Super Funds Analysis At Fund Level Plus Adviser Data Sep 2023
APRA released their latest super funds data on earlier this month for September quarter, 2023. We have delved into the details and added some of our adviser data and population figures from the ABS. The analysis below aims to highlight some of the important movements that may affect advice business.
When we look back at the results over recent years, there is little doubt that Industry Funds are dominating the overall market and appear to be sitting in the best possible position to keep improving their market share. Just about every key metric seems to favour Industry Funds, while Retail Funds are really struggling. SMSFs remain consistent, but not growing at the same rate of Industry Funds.
Key Points from the APRA Data, including the Dashboards (e.g. D1 = dashboard 1) that you can view for more detail. The dashboards, which are dynamic, are held in the Members Lounge under ‘Super Funds APRA Level Review’. If you are not a member, join today. 50% discount is still current at the time of writing this post.
D1 - Opportunity for advisers - The total super assets divided by the number of advisers comes in at $217 mil per adviser, compared to $219 last quarter. Back at the start of 2019 it was only $88 mil per adviser. Comfortably more than doubling in less than 5 years. The same chart also shows that there are 1,7064 people per adviser. Back in 2019 it was only 900.

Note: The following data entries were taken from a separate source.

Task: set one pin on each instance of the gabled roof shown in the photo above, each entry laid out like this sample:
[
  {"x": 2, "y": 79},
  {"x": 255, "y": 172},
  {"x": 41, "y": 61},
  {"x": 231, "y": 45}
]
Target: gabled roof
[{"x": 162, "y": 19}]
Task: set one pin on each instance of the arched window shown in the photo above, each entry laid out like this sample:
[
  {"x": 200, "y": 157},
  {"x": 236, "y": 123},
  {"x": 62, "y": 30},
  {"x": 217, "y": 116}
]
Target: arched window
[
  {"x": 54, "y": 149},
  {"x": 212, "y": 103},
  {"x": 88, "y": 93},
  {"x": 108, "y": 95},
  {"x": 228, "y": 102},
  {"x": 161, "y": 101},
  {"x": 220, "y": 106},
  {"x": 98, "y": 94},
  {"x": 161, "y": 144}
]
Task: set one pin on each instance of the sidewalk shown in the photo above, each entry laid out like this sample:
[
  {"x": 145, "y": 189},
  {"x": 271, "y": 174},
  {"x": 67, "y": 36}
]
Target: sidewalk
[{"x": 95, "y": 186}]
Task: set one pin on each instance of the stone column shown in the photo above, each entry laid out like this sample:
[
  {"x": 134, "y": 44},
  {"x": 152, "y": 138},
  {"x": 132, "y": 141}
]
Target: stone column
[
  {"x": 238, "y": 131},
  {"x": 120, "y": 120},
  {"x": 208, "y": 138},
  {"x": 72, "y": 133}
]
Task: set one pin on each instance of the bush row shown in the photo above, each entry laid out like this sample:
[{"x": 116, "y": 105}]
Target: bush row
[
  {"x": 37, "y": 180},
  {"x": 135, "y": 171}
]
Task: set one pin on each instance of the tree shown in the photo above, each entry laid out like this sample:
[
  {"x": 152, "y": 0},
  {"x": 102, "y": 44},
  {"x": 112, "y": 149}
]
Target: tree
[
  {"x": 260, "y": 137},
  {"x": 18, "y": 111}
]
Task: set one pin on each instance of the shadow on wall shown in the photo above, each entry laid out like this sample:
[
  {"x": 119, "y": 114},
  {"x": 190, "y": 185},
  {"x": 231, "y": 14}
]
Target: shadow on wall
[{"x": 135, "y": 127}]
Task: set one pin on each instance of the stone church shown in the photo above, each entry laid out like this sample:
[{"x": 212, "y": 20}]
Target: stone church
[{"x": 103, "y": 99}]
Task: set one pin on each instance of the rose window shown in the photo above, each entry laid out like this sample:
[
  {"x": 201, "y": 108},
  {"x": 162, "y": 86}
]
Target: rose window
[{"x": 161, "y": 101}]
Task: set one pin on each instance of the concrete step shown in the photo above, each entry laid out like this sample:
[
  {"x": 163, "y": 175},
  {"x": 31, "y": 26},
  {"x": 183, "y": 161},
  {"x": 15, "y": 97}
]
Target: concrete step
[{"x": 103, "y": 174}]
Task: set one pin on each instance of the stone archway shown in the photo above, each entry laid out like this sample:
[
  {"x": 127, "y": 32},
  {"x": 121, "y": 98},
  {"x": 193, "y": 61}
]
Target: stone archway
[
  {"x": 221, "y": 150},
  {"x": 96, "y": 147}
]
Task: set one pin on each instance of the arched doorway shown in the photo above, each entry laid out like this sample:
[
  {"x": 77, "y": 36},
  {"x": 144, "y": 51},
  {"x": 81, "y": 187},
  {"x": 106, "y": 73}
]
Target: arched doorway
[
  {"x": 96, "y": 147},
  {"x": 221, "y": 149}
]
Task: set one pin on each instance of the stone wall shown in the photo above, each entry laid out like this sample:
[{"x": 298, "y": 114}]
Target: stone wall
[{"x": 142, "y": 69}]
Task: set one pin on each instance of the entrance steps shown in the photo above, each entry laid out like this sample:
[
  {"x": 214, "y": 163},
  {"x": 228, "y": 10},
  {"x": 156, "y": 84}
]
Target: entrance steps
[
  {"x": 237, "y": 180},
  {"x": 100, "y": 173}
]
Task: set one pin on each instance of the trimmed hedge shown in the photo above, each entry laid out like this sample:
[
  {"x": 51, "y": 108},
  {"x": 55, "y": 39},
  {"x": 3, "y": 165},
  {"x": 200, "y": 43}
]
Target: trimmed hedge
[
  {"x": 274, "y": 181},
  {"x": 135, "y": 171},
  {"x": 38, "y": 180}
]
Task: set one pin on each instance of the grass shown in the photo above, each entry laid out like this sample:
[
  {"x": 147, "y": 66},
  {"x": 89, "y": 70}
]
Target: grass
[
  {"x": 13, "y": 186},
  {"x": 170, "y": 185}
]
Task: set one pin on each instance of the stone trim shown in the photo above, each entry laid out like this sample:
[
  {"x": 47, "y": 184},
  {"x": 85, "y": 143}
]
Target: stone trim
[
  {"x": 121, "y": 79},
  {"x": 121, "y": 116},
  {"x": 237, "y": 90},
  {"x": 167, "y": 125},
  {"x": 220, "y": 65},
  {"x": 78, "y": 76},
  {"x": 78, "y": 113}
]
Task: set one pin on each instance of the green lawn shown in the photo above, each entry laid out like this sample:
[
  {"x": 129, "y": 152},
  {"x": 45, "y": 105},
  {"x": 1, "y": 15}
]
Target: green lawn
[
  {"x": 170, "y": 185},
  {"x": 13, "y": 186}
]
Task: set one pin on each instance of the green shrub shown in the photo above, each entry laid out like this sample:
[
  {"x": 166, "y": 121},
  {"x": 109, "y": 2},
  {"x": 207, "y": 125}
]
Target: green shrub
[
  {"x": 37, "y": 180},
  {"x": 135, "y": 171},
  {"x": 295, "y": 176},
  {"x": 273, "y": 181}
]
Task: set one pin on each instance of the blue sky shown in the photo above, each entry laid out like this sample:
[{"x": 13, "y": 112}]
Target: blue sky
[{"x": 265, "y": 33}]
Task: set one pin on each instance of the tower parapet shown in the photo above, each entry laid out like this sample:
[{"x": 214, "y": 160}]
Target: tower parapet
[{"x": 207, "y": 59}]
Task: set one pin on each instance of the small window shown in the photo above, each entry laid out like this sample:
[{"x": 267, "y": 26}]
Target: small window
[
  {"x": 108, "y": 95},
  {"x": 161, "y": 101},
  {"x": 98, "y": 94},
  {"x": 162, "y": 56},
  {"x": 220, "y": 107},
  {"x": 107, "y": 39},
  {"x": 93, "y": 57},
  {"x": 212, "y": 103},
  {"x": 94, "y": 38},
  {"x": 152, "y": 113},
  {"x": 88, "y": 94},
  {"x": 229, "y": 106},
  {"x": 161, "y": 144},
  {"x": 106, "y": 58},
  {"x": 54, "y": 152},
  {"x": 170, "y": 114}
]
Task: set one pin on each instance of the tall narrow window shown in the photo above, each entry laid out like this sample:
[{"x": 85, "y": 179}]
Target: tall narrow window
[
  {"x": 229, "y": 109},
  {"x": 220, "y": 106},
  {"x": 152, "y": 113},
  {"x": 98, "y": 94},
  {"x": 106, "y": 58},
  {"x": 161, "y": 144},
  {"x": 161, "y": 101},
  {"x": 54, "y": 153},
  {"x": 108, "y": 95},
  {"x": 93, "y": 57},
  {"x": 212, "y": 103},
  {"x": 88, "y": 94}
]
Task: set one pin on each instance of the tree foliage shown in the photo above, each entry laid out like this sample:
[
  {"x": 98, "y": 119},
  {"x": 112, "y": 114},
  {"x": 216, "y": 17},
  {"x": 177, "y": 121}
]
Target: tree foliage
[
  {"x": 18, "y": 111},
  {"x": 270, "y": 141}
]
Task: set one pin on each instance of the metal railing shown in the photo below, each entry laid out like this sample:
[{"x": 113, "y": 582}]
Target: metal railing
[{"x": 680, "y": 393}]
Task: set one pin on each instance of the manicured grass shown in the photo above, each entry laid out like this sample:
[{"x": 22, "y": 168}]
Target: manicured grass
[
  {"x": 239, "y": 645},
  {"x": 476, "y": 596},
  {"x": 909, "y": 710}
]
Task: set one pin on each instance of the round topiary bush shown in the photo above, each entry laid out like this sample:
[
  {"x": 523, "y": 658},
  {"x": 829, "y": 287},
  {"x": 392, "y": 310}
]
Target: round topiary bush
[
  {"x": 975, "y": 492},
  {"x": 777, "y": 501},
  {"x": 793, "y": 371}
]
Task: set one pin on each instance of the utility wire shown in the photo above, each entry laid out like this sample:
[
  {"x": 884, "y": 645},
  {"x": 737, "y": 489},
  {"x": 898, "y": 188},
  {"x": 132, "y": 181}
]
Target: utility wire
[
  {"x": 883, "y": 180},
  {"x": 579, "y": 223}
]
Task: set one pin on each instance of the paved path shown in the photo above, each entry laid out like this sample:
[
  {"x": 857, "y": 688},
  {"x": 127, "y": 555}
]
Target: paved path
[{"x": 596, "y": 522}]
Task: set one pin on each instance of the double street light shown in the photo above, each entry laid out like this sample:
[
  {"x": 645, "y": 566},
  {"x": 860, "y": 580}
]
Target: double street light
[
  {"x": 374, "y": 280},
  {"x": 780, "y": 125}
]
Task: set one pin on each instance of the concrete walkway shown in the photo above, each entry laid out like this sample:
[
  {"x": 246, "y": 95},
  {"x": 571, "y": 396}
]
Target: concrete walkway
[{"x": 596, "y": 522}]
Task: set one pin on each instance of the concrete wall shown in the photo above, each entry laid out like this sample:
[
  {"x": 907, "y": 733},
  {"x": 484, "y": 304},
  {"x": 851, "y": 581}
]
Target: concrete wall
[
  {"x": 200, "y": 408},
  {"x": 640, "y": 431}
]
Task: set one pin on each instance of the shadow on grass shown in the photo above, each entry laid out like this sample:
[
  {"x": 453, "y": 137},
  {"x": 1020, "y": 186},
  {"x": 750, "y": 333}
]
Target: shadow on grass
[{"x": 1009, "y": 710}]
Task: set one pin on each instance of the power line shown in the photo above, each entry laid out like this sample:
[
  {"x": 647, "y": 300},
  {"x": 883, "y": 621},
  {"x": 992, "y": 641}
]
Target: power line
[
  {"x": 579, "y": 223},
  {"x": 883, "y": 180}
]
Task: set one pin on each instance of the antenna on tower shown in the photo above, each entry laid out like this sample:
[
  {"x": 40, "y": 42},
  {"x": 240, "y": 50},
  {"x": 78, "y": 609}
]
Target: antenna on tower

D1 - Total assets by population - The level of super per head of population (not members), has moved down slightly this quarter to $127,377, from $128,389. The peak was in Dec 2021 at $128,897.
D2 - SMSFs as a share of total super assets is at 25% - Has hovered between 25 and 27% since the records became available in 2017. However, dipping slightly over the last 4 quarters
D2 - Industry Funds are out in front 34.3% of total assets - after being in fourth position in 2017 at 21.8%. Most of their gains have come in recent years as they swallowed up some Public Funds and gained market share from Retail Funds post the Royal Commission. Meanwhile, retail funds are flattening at around 20% for the last few quarters.
D2 - Net asset movement over 12 months (rounded to nearest $1 BIL). Industry funds have grown by $94 BIL to be at $1,166 BIL. Retail up by $17 BIL and SMSFs up by $24 BIL.
D3 - Five-year returns favour Industry funds at 5.3% - This is a small drop from 5.8% over the last quarter. Retail funds are at 4.0%. Retail funds have lagged Industry funds by approx 1.3 to 1.9% over most quarters.
D4 - Net Assets and Entities - The number of entities remained the same across the major funds. Industry funds, the average entity now holds $53 BIL, Retail funds are at an average of $9.5 BIL per entity. To put it another way, the average Industry fund is more than five times larger than the average Retail fund.
D5 - Net Contributions - For the quarter, the net contributions dipped compared to the previous June quarter, which is normal. However, retail funds have been 'negative’ for the last 3 quarters and for this quarter down (-$4.12 BIL. The Industry funds were positive at $16.35 BIL.
D6 - Benefit Payments - Following on from D5 above, the payments coming out of Retail funds are proportionally much higher than Industry funds. In the last quarter, 0.82% of net assets were paid out by Industry funds, half of the retail funds rate at 1.61%
D7 - Net Transfers and SMSFs Specific Transfers - Retail funds were in the red as a total at (-$5.06 BIL) while Industry funds are up by $4.74 BIL. Retail funds net loss to SMSFs was (-$433 MIL), and Industry funds at (-$924 Mil). See chart below.
D8 + 10 - Investment - Assets Allocations - Industry funds continue to enjoy investing directly at 62% of all assets, while Retail funds are only at 11%. The mix of assets makes for interesting reading, with unlisted infrastructure very much a favourite with Industry funds
D9 - Fees as a % of total assets continue to fall - On a quarterly level, Industry Funds are at 0.121% and Retail Funds at 0.174%. On a rolling 12 months, Industry Funds are at 0.493% and Retail at 0.698%. Back in 2012, both were very similar, at 0.84% for Industry Funds and 0.85% for Retail. Scale may well be the driver, as highlighted in D4 Net Assets and Entities above.